Reprenons avec cette exigence de lucidité:
Il n'est tout simplement pas possible que l'économie mondiale continue à croître au rythme actuel. Plusieurs experts ont prédit la catastrophe. Déjà en 1973, le rapport au Club de Rome sur les limites de la croissance mettait en garde contre la croissance démographique, annonçait la pénurie des matières premières, une pollution de plus en plus insupportable, etc. D'autres experts ont montré les conséquences attendues de la disparition d'espèces animales et végétales. Certains vont jusqu'à dire que l'effondrement de notre système économique est très proche.
Pour l'instant la catastrophe n'est pas arrivée. À part quelques crises économiques, jusqu'ici maîtrisées, et quelques attaques cybernétiques, la seule catastrophe qui ait touché l'Europe est l'afflux des réfugiés et la menace terroriste. Mais est-on sûr qu'il n'y ait pas de rapport? Les sécheresses en Afrique et en Orient, l'épuisement des ressources de la pêche, le chômage dans tant de pays dus au commerce mondial, n'ont-ils pas favorisé les flux migratoires? Et puis, la catastrophe écologique peut arriver d'un coup sans qu'on ait pu s'y préparer et elle serait irréversible (ex. Fukushima, incendies gigantesques, inondations, etc.)


Penser à nos petits-enfants
J'ai 78 ans. J'ai vécu peut-être la période la plus prospère que ne connaîtra jamais l'humanité. Mais que vivront mes petits-enfants? Connaîtront-ils un réchauffement climatique insupportable?
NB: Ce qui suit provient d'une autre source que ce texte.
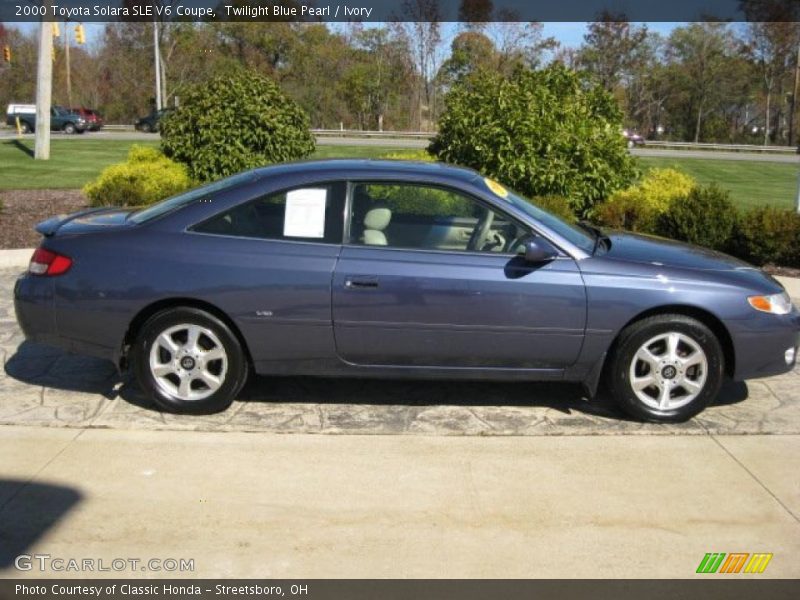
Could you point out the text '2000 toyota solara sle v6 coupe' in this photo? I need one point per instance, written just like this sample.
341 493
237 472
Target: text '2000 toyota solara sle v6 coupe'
390 269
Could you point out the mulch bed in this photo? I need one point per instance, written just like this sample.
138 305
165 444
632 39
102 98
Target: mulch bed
23 209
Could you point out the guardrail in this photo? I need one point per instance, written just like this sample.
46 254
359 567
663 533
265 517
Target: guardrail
720 147
423 135
416 135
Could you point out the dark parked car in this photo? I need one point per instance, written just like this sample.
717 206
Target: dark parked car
94 120
392 269
633 139
149 123
61 119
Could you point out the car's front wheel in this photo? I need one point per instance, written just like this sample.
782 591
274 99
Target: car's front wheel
666 368
189 361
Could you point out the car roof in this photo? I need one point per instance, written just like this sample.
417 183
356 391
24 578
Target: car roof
365 168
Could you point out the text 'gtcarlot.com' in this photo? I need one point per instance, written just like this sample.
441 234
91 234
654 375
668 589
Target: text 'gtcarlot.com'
166 589
46 562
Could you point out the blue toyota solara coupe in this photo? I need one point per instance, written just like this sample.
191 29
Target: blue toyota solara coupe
390 269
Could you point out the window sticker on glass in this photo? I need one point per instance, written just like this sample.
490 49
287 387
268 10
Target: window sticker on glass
305 213
496 187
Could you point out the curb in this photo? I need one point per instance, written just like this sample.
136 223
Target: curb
21 257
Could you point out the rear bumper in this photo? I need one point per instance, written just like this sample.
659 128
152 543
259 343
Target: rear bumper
34 304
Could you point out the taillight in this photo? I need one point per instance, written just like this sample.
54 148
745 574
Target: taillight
46 262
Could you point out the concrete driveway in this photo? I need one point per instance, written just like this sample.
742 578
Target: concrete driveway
423 480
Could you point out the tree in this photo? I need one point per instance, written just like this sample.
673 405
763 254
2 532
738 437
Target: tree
611 49
232 123
421 27
547 132
772 47
700 54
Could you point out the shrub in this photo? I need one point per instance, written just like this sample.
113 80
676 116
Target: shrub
232 123
705 217
557 205
422 201
627 209
639 207
545 132
146 177
770 235
409 155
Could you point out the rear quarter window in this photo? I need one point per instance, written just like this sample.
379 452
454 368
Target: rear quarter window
310 213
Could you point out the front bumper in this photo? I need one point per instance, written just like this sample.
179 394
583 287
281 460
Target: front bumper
761 346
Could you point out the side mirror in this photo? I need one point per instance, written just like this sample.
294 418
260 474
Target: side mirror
538 250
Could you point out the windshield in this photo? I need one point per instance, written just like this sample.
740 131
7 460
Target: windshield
572 233
170 204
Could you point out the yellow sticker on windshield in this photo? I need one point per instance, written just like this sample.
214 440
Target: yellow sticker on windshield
496 187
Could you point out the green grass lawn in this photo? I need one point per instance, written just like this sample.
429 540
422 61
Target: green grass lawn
751 184
74 162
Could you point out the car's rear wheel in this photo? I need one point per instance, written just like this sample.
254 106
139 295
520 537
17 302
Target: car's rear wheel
666 368
189 361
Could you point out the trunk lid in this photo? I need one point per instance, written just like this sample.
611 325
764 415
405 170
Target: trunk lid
85 221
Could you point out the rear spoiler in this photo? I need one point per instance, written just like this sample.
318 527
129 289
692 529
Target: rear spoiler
50 226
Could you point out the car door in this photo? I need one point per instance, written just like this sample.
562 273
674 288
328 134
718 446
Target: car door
413 288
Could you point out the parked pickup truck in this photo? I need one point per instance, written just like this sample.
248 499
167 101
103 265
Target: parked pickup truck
61 119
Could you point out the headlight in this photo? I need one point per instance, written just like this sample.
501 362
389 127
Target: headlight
777 304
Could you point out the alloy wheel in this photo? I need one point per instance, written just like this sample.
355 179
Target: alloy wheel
188 362
668 371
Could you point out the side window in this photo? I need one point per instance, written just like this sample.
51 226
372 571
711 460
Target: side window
312 214
407 215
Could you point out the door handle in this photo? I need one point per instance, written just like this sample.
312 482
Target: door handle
361 282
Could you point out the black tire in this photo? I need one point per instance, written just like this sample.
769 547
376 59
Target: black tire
634 337
232 380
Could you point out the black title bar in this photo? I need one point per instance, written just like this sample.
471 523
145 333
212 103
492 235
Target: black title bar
329 11
711 588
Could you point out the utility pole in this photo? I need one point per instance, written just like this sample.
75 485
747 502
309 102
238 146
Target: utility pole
66 58
792 134
44 89
157 51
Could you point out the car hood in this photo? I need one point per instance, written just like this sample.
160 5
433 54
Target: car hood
645 249
86 221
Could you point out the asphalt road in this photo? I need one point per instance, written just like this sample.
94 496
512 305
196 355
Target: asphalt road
422 143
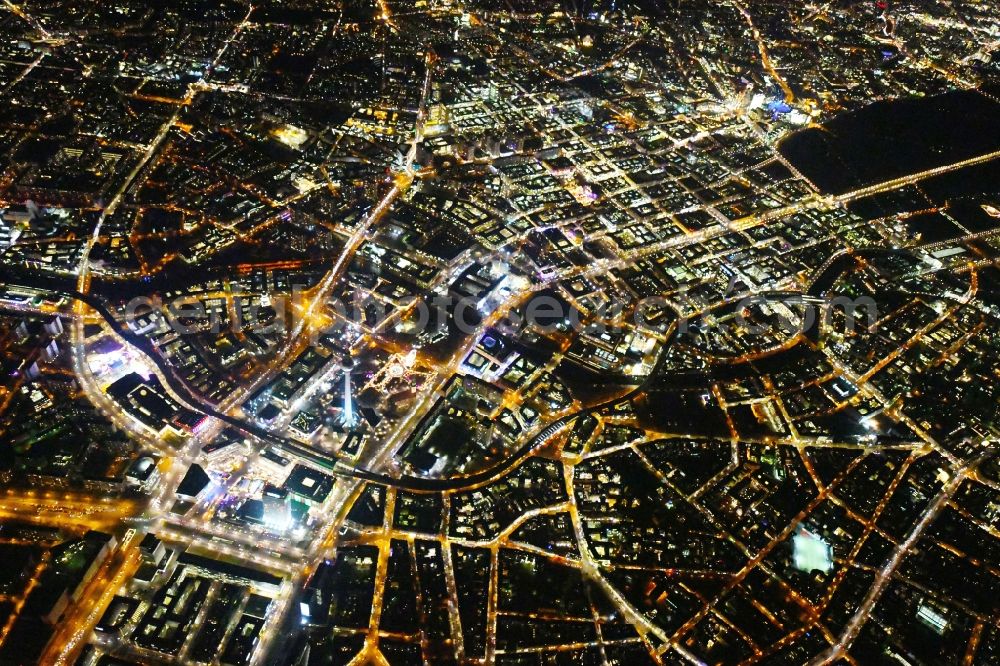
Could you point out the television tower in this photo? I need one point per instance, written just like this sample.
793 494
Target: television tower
348 415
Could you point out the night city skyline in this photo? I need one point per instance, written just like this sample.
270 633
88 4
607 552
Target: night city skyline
478 332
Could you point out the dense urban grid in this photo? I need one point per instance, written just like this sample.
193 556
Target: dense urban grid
551 332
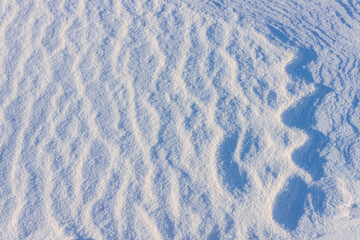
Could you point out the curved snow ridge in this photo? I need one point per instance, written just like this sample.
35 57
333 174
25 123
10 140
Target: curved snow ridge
178 120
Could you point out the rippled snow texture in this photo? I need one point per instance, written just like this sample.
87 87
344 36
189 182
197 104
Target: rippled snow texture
179 119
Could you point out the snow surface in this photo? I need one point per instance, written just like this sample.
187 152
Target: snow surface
223 119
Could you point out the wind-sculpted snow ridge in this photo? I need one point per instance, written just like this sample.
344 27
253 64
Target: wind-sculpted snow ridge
179 119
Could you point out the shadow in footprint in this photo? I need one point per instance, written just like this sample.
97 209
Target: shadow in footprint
289 203
301 116
233 178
La disparition des glaciers? Des pénuries d'électricité? Des catastrophes nucléaires? L'afflux de migrants suscitera-t-elle la haine dans notre pays, voire la guerre? Nos arrière-petits-enfants, devenus adultes, diront-ils: "Ah! Si au début du 21e siècle on avait pris les bonnes mesures!"


Mobilisation des Églises et de ceux qui ont une approche spirituelle de la Création
L'Église ne doit pas faire de politique paraît-il. Mais il ne s'agit pas ici de politique! Il s'agit de respecter le commandement «Tu ne tueras pas!», il s'agit du respect des droits humains! C'est ce qu'a merveilleusement compris le pape François, avec son encyclique Laudato Si' (2015) où, se référant à son homonyme d'Assise, il chante la merveille de la Création, il affirme sa solidarité avec les pauvres, les victimes de la richesse excessive d'une minorité, etc. Mais quand on parle d'écologie à nos pasteurs et prêtres et à nos autorités ecclésiastiques, on entend souvent la réponse: «Oui, c'est important, mais vous comprenez, nous avons tant d'autres problèmes!» Mais si la foi est avant tout un engagement d'amour et de liberté, si nous voulons que l'espérance ne soit pas une platitude liturgique, ne devons-nous pas nous engager pour une économie verte?


Une initiative utopique?
Est-il utopique de vouloir réduire l'empreinte écologique de la Suisse à 1 équivalent planète en 2050? Mais à force de refuser l'utopie, on s'enfonce dans le chaos. Utopique de croire que les citoyens sont prêts à diminuer leur consommation? Mais ce n'est pas ce que demande l'initiative, qui ne touche pas à la liberté individuelle. Il ne s'agit pas d'une initiative imposant des règles, mais d'une initiative de vision.